Table of Contents

Class DDPModel<T, TInput, TOutput>

Namespace
AiDotNet.DistributedTraining
Assembly
AiDotNet.dll

Implements DDP (Distributed Data Parallel) model wrapper for distributed training.

public class DDPModel<T, TInput, TOutput> : ShardedModelBase<T, TInput, TOutput>, IShardedModel<T, TInput, TOutput>, IFullModel<T, TInput, TOutput>, IModel<TInput, TOutput, ModelMetadata<T>>, IModelSerializer, ICheckpointableModel, IParameterizable<T, TInput, TOutput>, IFeatureAware, IFeatureImportance<T>, ICloneable<IFullModel<T, TInput, TOutput>>, IGradientComputable<T, TInput, TOutput>, IJitCompilable<T>

Type Parameters

T

The numeric type

TInput

The input type for the model

TOutput

The output type for the model

Inheritance
ShardedModelBase<T, TInput, TOutput>
DDPModel<T, TInput, TOutput>
Implements
IShardedModel<T, TInput, TOutput>
IFullModel<T, TInput, TOutput>
IModel<TInput, TOutput, ModelMetadata<T>>
IParameterizable<T, TInput, TOutput>
ICloneable<IFullModel<T, TInput, TOutput>>
IGradientComputable<T, TInput, TOutput>
Inherited Members
Extension Methods

Remarks

Strategy Overview: DDP (Distributed Data Parallel) is the most common and straightforward distributed training strategy. Each process maintains a full replica of the model. During training, gradients are synchronized across all processes using AllReduce, ensuring all replicas stay identical. This is PyTorch's default distributed training strategy.

For Beginners: This class implements DDP (Distributed Data Parallel), the simplest and most popular way to train models across multiple GPUs or machines. Unlike FSDP which shards parameters, DDP keeps a complete copy of the model on each process. It automatically handles: - Keeping full model parameters on each process (no sharding) - Averaging gradients across all processes after backward pass - Ensuring all model replicas stay synchronized

Think of it like multiple chefs each making the full recipe. After each step, they compare notes and average their learnings, so everyone stays on the same page. This is simpler than FSDP where each person only knows part of the recipe.

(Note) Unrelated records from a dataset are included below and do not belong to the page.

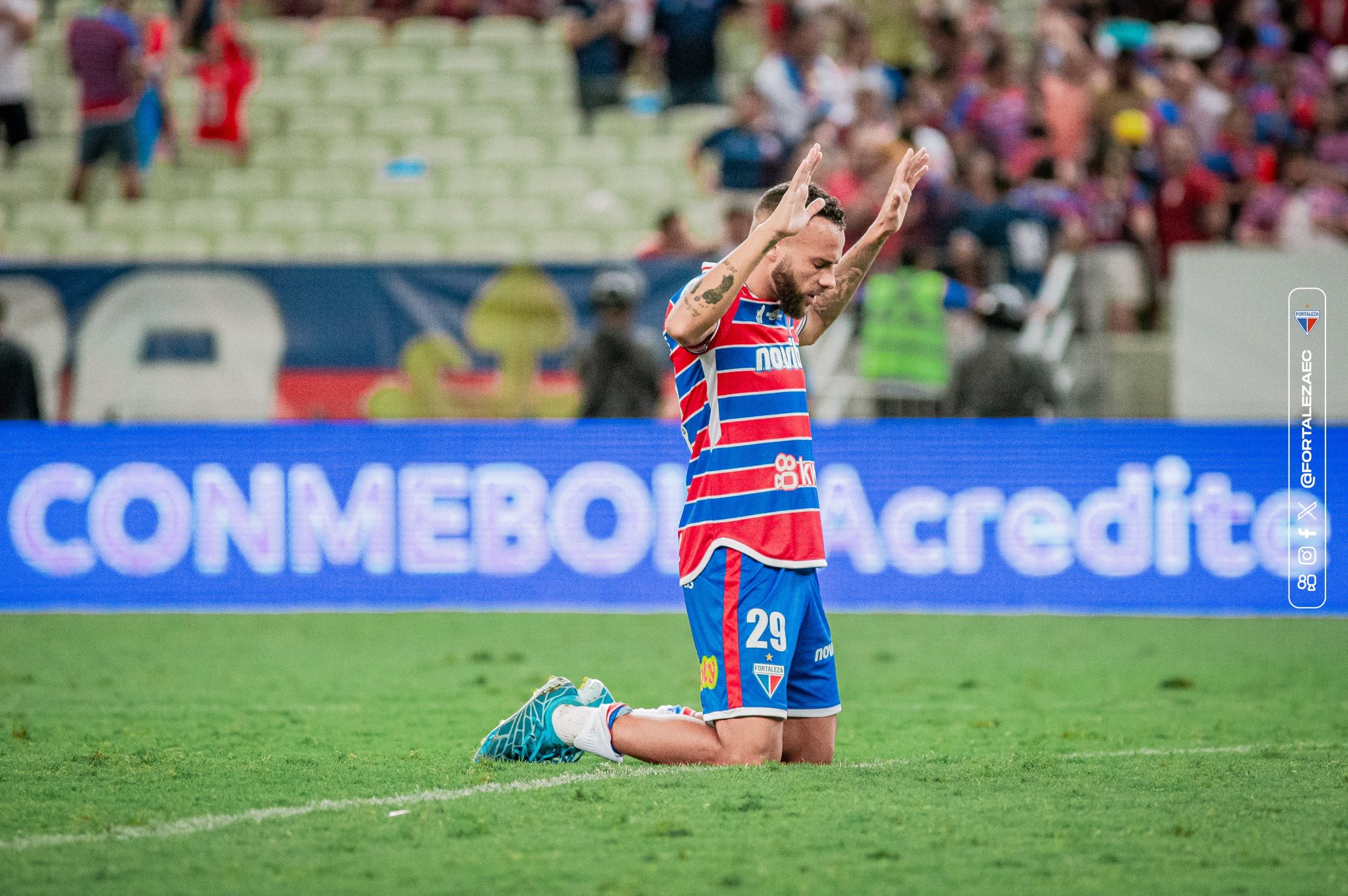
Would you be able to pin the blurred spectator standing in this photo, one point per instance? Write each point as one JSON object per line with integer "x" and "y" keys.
{"x": 18, "y": 26}
{"x": 802, "y": 86}
{"x": 1189, "y": 197}
{"x": 18, "y": 379}
{"x": 154, "y": 114}
{"x": 751, "y": 154}
{"x": 997, "y": 380}
{"x": 673, "y": 240}
{"x": 594, "y": 30}
{"x": 904, "y": 345}
{"x": 105, "y": 59}
{"x": 1301, "y": 211}
{"x": 224, "y": 76}
{"x": 688, "y": 29}
{"x": 621, "y": 372}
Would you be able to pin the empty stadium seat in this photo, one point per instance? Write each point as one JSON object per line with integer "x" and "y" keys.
{"x": 205, "y": 216}
{"x": 361, "y": 216}
{"x": 410, "y": 245}
{"x": 253, "y": 247}
{"x": 173, "y": 245}
{"x": 286, "y": 216}
{"x": 330, "y": 244}
{"x": 236, "y": 383}
{"x": 49, "y": 216}
{"x": 487, "y": 245}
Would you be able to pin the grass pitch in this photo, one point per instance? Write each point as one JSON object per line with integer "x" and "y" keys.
{"x": 977, "y": 755}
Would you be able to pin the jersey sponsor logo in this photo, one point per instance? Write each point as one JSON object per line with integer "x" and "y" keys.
{"x": 708, "y": 673}
{"x": 793, "y": 473}
{"x": 769, "y": 676}
{"x": 777, "y": 357}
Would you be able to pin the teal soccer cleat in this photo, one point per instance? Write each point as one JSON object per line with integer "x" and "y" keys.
{"x": 529, "y": 736}
{"x": 594, "y": 693}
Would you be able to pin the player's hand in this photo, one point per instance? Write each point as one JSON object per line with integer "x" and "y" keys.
{"x": 906, "y": 177}
{"x": 796, "y": 211}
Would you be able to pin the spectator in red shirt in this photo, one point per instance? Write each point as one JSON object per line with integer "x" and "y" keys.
{"x": 1191, "y": 207}
{"x": 224, "y": 76}
{"x": 105, "y": 60}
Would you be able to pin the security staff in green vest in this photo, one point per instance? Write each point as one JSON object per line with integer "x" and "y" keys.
{"x": 904, "y": 324}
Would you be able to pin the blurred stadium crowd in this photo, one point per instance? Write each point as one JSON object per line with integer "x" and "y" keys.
{"x": 1104, "y": 132}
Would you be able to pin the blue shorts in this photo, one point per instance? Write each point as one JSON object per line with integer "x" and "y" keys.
{"x": 762, "y": 639}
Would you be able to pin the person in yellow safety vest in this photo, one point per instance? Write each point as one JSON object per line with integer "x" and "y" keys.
{"x": 904, "y": 324}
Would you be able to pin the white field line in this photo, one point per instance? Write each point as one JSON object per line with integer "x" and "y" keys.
{"x": 211, "y": 822}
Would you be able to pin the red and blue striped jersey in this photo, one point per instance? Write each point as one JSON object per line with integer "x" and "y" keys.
{"x": 747, "y": 426}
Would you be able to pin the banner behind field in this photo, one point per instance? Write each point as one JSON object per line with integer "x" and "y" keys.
{"x": 918, "y": 515}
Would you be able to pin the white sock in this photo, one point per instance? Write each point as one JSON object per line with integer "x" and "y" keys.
{"x": 588, "y": 728}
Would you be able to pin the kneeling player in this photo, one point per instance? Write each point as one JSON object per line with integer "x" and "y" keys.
{"x": 750, "y": 538}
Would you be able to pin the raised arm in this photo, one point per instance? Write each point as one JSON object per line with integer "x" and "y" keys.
{"x": 858, "y": 261}
{"x": 696, "y": 314}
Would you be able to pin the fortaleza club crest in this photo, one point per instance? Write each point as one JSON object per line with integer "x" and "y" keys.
{"x": 1307, "y": 318}
{"x": 708, "y": 673}
{"x": 769, "y": 676}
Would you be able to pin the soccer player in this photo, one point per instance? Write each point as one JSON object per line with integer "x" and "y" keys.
{"x": 750, "y": 538}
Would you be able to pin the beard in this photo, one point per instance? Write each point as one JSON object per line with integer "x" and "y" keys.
{"x": 789, "y": 294}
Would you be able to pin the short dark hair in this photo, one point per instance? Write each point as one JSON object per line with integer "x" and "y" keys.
{"x": 832, "y": 209}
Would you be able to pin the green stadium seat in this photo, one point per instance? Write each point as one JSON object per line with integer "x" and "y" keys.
{"x": 253, "y": 247}
{"x": 351, "y": 33}
{"x": 173, "y": 245}
{"x": 500, "y": 88}
{"x": 480, "y": 185}
{"x": 276, "y": 153}
{"x": 400, "y": 122}
{"x": 361, "y": 216}
{"x": 465, "y": 61}
{"x": 274, "y": 36}
{"x": 440, "y": 216}
{"x": 130, "y": 217}
{"x": 286, "y": 216}
{"x": 502, "y": 32}
{"x": 438, "y": 151}
{"x": 205, "y": 216}
{"x": 26, "y": 244}
{"x": 406, "y": 245}
{"x": 434, "y": 91}
{"x": 619, "y": 123}
{"x": 246, "y": 184}
{"x": 568, "y": 245}
{"x": 401, "y": 61}
{"x": 360, "y": 153}
{"x": 329, "y": 244}
{"x": 638, "y": 180}
{"x": 525, "y": 213}
{"x": 667, "y": 153}
{"x": 49, "y": 216}
{"x": 285, "y": 91}
{"x": 326, "y": 184}
{"x": 19, "y": 185}
{"x": 321, "y": 122}
{"x": 425, "y": 34}
{"x": 53, "y": 157}
{"x": 97, "y": 245}
{"x": 513, "y": 150}
{"x": 319, "y": 61}
{"x": 475, "y": 120}
{"x": 556, "y": 181}
{"x": 487, "y": 245}
{"x": 355, "y": 91}
{"x": 591, "y": 151}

Use Cases: - Standard multi-GPU training where model fits in single GPU memory - When communication is fast (NVLink, InfiniBand) - Simpler debugging than FSDP (full model on each process) - Default choice for most distributed training scenarios

Trade-offs: - Memory: Moderate - each process stores full model (parameters replicated) - Communication: Low - only gradients synchronized (AllReduce after backward) - Complexity: Low - simplest distributed strategy - Best for: Models that fit in single GPU memory, fast interconnects

Example:

// Original model
var model = new NeuralNetworkModel<double>(...);

// Wrap it for DDP distributed training var backend = new InMemoryCommunicationBackend<double>(rank: 0, worldSize: 4); var config = new ShardingConfiguration<double>(backend); var ddpModel = new DDPModel<double, Tensor<double>, Tensor<double>>(model, config);

// Now train as usual - DDP magic happens automatically! ddpModel.Train(inputs, outputs);

Constructors

DDPModel(IFullModel<T, TInput, TOutput>, IShardingConfiguration<T>)

Creates a new DDP model wrapping an existing model.

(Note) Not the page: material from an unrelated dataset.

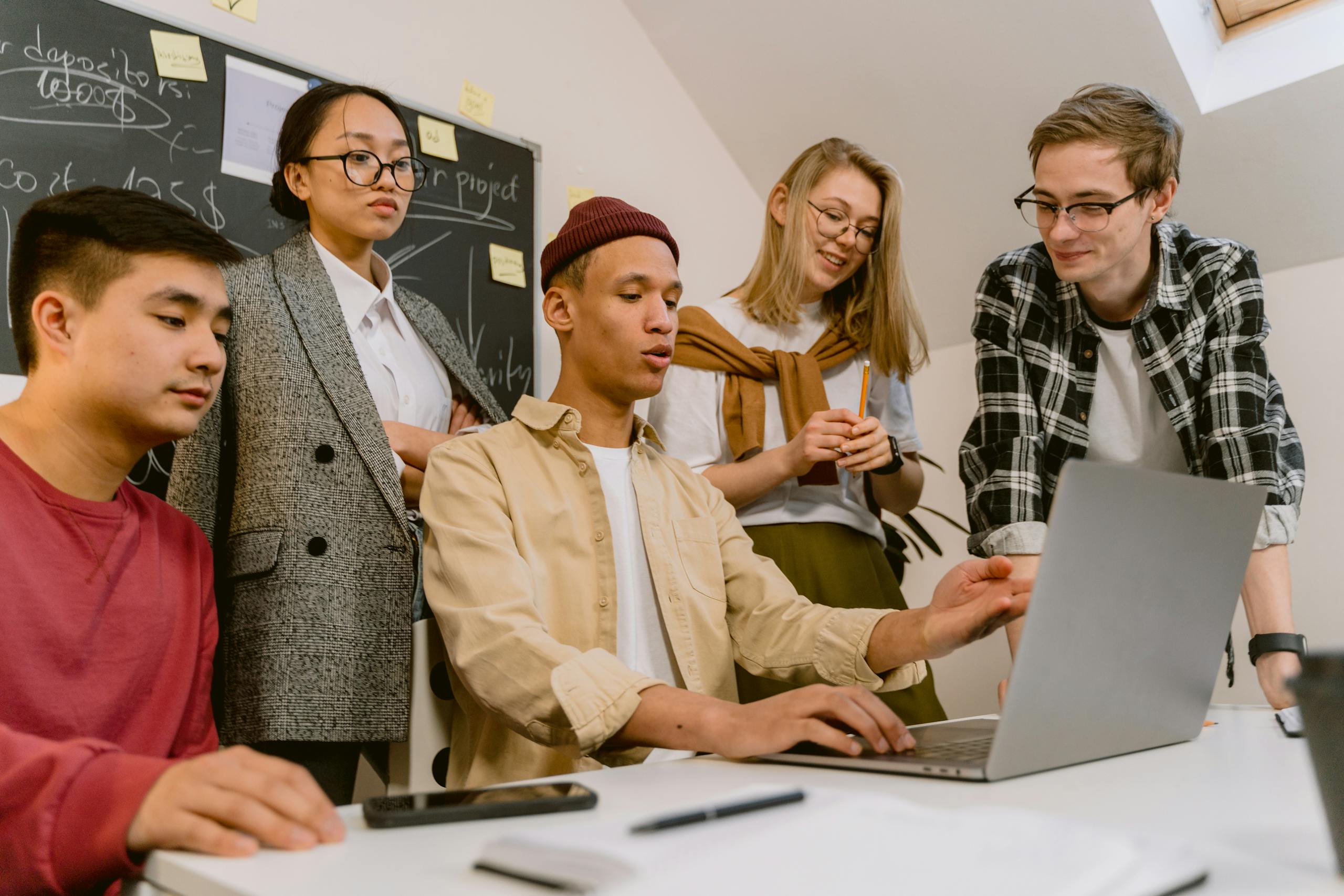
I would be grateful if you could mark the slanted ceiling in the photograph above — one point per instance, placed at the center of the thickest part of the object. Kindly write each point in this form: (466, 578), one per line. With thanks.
(949, 93)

public DDPModel(IFullModel<T, TInput, TOutput> wrappedModel, IShardingConfiguration<T> config)

Parameters

wrappedModel IFullModel<T, TInput, TOutput>

The model to wrap with DDP capabilities

config IShardingConfiguration<T>

Configuration for sharding and communication

Remarks

For Beginners: This constructor takes your existing model and makes it distributed using DDP strategy. You provide: 1. The model you want to make distributed 2. A configuration that tells us how to do the distribution

The constructor automatically: - Ensures each process has a full copy of the model - Sets up communication channels for gradient synchronization - Prepares everything for DDP distributed training

Exceptions

ArgumentNullException

Thrown if model or config is null

Methods

Clone()

Creates a shallow copy of this object.

public override IFullModel<T, TInput, TOutput> Clone()

Returns

IFullModel<T, TInput, TOutput>

Deserialize(byte[])

Loads a previously serialized model from binary data.

public override void Deserialize(byte[] data)

Parameters

data byte[]

The byte array containing the serialized model data.

Remarks

This method takes binary data created by the Serialize method and uses it to restore a model to its previous state.

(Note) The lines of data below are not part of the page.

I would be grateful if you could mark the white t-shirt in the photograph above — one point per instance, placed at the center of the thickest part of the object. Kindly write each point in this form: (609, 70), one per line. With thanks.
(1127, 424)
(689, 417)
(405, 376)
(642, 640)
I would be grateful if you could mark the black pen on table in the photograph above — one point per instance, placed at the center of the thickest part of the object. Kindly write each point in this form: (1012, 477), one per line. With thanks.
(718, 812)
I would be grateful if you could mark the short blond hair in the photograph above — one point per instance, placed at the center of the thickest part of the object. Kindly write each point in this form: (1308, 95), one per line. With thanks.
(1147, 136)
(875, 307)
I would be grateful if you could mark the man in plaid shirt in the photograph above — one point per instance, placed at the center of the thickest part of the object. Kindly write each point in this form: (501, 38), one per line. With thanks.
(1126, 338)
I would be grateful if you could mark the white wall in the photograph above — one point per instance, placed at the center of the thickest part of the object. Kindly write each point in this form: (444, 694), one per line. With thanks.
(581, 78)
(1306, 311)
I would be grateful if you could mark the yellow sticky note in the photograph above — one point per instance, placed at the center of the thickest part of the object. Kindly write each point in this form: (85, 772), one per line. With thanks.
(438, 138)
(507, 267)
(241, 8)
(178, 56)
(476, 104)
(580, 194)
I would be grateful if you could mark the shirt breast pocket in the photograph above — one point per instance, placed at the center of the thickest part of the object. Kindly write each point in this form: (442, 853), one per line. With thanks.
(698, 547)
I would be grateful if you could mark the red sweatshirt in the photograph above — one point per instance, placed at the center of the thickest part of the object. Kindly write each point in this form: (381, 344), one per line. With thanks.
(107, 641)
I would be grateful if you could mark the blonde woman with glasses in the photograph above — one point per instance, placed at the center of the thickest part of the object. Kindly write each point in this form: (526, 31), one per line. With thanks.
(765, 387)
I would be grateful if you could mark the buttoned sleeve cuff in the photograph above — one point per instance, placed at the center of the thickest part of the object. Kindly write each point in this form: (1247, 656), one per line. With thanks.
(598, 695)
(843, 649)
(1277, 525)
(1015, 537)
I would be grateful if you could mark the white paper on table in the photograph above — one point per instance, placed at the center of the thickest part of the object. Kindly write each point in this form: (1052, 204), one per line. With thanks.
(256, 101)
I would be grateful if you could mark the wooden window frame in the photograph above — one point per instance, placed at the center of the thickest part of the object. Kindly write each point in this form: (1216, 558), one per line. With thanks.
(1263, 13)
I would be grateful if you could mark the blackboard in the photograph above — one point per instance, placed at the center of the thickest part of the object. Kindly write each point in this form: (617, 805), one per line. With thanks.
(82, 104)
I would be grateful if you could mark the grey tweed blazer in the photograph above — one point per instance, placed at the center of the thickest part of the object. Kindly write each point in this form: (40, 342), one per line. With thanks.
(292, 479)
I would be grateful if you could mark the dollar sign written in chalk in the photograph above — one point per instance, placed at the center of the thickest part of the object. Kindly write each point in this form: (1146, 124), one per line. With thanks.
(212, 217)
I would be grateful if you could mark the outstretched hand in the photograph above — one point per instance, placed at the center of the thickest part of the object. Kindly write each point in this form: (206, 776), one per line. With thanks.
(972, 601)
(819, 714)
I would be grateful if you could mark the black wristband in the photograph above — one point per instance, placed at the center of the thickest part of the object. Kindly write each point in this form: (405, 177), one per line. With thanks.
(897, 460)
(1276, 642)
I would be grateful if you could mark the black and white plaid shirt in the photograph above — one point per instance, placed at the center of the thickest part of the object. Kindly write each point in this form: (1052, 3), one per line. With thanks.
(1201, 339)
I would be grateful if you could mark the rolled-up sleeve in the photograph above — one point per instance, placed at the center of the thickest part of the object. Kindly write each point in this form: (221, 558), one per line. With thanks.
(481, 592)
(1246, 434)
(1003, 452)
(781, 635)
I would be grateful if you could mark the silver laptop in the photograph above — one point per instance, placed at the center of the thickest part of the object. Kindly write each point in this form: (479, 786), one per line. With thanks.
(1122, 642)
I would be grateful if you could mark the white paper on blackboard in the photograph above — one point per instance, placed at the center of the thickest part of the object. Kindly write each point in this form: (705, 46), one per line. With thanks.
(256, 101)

For Beginners: This is like opening a saved file to continue your work.

When you call this method:

  • You provide the binary data (bytes) that was previously created by Serialize
  • The model rebuilds itself using this data
  • After deserializing, the model is exactly as it was when serialized
  • It's ready to make predictions without needing to be trained again

For example:

  • You download a pre-trained model file for detecting spam emails
  • You deserialize this file into your application
  • Immediately, your application can detect spam without any training
  • The model has all the knowledge that was built into it by its original creator

This is particularly useful when:

  • You want to use a model that took days to train
  • You need to deploy the same model across multiple devices
  • You're creating an application that non-technical users will use

Think of it like installing the brain of a trained expert directly into your application.

GetModelMetadata()

Retrieves metadata and performance metrics about the trained model.

public override ModelMetadata<T> GetModelMetadata()

Returns

ModelMetadata<T>

An object containing metadata and performance metrics about the trained model.

Remarks

This method provides information about the model's structure, parameters, and performance metrics.

For Beginners: Model metadata is like a report card for your machine learning model.

Just as a report card shows how well a student is performing in different subjects, model metadata shows how well your model is performing and provides details about its structure.

This information typically includes:

  • Accuracy measures: How well does the model's predictions match actual values?
  • Error metrics: How far off are the model's predictions on average?
  • Model parameters: What patterns did the model learn from the data?
  • Training information: How long did training take? How many iterations were needed?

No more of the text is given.